Trudi was agitated. “You’re a survivor, Josee. That’s to be admired. Have the vials been distributed and sent out? The driver told me they had been.”
“Yep.”
“Then why,” Trudi asked, “are you here? He was to remove you from the game.”
“Guess his aim was off.”
The old woman closed her eyes with exaggerated languor. Holding the silver canister over her head, she seemed to squeeze from it a vile green vapor that encircled her head and washed down over her body. Her recruits watched with masked stares, and judging by their backward steps, Josee decided t
hey must share her sense of foreboding. The profuse vapor formed tight curls about Trudi’s scalp. Thus empowered, she strode around behind Josee.

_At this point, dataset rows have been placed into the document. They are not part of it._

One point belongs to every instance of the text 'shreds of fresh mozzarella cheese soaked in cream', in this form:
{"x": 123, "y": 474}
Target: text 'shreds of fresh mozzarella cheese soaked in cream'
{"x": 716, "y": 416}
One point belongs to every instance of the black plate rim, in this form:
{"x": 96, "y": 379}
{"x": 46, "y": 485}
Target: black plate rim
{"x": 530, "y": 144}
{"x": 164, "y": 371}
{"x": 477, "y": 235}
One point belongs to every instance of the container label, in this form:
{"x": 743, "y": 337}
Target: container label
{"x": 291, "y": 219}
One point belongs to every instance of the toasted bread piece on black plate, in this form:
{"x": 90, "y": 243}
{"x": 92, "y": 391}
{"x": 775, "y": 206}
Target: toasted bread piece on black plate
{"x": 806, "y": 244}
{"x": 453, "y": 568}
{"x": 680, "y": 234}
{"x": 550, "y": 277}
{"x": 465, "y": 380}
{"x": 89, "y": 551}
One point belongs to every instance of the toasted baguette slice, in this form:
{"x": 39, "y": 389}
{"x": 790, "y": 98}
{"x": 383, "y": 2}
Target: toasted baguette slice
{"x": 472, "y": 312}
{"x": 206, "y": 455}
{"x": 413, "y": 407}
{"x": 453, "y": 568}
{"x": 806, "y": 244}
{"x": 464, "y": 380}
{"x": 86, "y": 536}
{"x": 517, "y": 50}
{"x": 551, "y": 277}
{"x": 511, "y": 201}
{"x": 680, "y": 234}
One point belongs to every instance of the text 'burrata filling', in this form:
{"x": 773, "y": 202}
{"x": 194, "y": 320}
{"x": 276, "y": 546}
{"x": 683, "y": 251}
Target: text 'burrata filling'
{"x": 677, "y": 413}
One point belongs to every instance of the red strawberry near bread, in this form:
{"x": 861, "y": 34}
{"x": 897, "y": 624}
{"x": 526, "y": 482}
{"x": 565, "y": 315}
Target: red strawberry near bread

“What happened? Tell me! Something happened, I’m quite certain of it.”
“I got the stuff from the bank like you said. Then the guys split it up and went their separate ways.”
Trudi leaned in, and Josee felt a tug at her eyebrow ring. “I told them to kill you. You could have been my granddaughter, but no, you shirked that connection.”
“Think you’ve got the wrong chick.” Josee jerked her head from the invasive touch. “I’m done helping you with your psycho little plan!”
Trudi cupped her hands over Josee’s tufted hair. Josee tried to move forward, to shake off the old cow, but a burst of heat seemed to ooze down her cheeks and jaw. She was staring out at the rolling breakers, paralyzed by fear. A set of white fingers lowered before her eyes. Curved fangs. They latched on to her eyebrow ring.
“Leave my daughter alone,” Kara protested.
“You’ve disrupted the game, Josee. Your fabrications are self-evident. I can smell that you’re not telling me everything. My orders—disobeyed!” Trudi tugged at Josee’s ring, fangs hooked into pewter, stretching her skin to the breaking point.
“Arhhh!”
Josee’s scream was involuntary as the fangs created a tear. The searing heat was intense. The eyebrow ring was still there, held by the remaining tissue.
“Hands off!” Marsh rose from the bench.
“Stay back!”
Marsh ignored Trudi’s warning.
“Baaccck!” Trudi clutched fingers to Josee’s ears.
Marsh stopped. Josee could feel droplets down her cheek.
“In your seat!” The fangs clutched tighter at Josee’s head. “Do it now!”
From behind them, a snarl broke through the darkness. “Gertrude Ubelhaar!”
With bits of glass dug into his skin, with scars throbbing and left elbow hanging useless, Turney’s reserves were dwindling. He was shaking, and his head was spinning. He lifted himself upright and fought to regain awareness.